A "casual" approach to formatting

A strict parent expects children tow the line, and imposes tight control on their behavior. A casual or permissive parent gives children more freedom to do what comes naturally. We aren't making a value judgement here, just drawing a parallel, and posing the question: As a programmer, are you a "strict parent," or a "permissive parent?"

In modern radio, our tendency is to be strict parents, placing tight controls on the flow of music. d in many cases that's desirable. But in this QuickTip, we'll show you how you can take an alternative approach that, at first, feels a little dangerous, but actually works pretty well.

The "Strict" approach

These days, programmers will often mark the genres, tempos, genders, etc. of their music, and factor all of that in when randomly picking songs for their program logs (playlists). Control is done by limiting which kinds of songs are played, in what order. So entries in your format clock might look like:

Random Genre Bluegrass Tempo Fast Gender Male
Random Genre Mainstream Rating 7 Tempo Medium Gender Female
Random Genre Mainstream Rating 6 Tempo Slow Gender Male

As you can see, there's lots of tight control right in the format clock, which can be good and even necessary for some programmers. The disadvantage is that you risk repeats of songs in a short period of time because your selections splinter the library into many tiny pieces.

The "Casual" approach

Rather than controlling the genre flow line-by-line, you control the flow based on proportions in your library. If you don't want a certain genre to be used more frequently than about every third song, then assure that no more than one third of your library is of that genre. If you want another genre to be heard the rest of the time, assure that two-thirds of your library is of that genre. Then just have TuneStacker randomize from your entire library every time it picks a song. Thus, your format clock be as simple as:

Random Comment Song
Random Comment Song
Random Comment Song

The benefit is that the time before songs repeat is greatly extended. Another plus is that you have less work to do, since songs need only have been identified by Genre and need not be marked by Tempo, Rating, Gender, etc. The down side (or the up side, depending on your point of view) is that you are letting the proportions in your music library and the law of averages assure your listeners get the right mix of genres rather than hard-wiring it into your format clock.

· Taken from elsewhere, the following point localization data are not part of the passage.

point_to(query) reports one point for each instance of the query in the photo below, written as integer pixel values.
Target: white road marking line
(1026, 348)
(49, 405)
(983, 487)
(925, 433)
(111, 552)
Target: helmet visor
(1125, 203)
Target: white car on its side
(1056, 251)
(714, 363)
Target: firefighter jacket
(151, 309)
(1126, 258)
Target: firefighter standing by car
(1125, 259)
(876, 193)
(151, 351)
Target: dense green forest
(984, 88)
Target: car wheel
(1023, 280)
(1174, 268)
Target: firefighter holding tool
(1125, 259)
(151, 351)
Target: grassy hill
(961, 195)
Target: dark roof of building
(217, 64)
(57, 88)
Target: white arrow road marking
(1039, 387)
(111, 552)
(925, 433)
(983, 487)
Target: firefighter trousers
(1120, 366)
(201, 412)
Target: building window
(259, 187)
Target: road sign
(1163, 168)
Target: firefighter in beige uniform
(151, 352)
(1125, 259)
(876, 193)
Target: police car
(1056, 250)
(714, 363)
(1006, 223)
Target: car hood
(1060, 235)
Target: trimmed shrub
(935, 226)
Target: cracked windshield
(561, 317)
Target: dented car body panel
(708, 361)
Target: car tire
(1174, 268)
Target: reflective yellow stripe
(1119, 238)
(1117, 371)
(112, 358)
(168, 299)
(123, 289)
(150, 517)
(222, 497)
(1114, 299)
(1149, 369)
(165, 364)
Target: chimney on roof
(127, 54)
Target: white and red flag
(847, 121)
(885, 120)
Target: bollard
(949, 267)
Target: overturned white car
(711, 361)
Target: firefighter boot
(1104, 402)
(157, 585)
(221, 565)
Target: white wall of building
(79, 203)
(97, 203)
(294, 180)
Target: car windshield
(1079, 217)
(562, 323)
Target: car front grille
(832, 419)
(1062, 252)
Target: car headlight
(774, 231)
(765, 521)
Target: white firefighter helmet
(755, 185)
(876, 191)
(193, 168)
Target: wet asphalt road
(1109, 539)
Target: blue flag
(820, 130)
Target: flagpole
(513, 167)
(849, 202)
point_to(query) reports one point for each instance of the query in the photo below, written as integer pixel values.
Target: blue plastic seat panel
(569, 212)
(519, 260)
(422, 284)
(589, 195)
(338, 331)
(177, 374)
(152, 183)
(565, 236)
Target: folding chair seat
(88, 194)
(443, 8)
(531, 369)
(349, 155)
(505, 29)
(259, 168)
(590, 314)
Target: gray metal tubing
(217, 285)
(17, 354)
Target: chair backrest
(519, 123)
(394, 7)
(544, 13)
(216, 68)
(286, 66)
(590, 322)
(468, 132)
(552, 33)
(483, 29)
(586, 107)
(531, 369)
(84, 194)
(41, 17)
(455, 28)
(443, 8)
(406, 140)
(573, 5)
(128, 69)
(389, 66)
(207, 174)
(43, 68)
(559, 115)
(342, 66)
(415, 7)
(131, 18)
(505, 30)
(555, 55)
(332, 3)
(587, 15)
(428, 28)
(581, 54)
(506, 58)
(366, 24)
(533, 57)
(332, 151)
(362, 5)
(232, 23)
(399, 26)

Taking the casual approach means listeners might sometimes hear two or three songs in a row from the same genre or the same gender, which, for some programmers, is just untenable. But as listeners listen longer, the casual approach gives them an overall mix of the right proportions, in a format that sounds friendly and "loose," with a greater degree of unpredictability, and fewer repeats.

The casual approach still allows you to control against things like Artist and Title repetition. That can be done via your ProximityGuard settings in TuneStacker.

Is the casual approach for everybody? No. But it does have merits that make it worthy of consideration when selecting an approach for your radio station.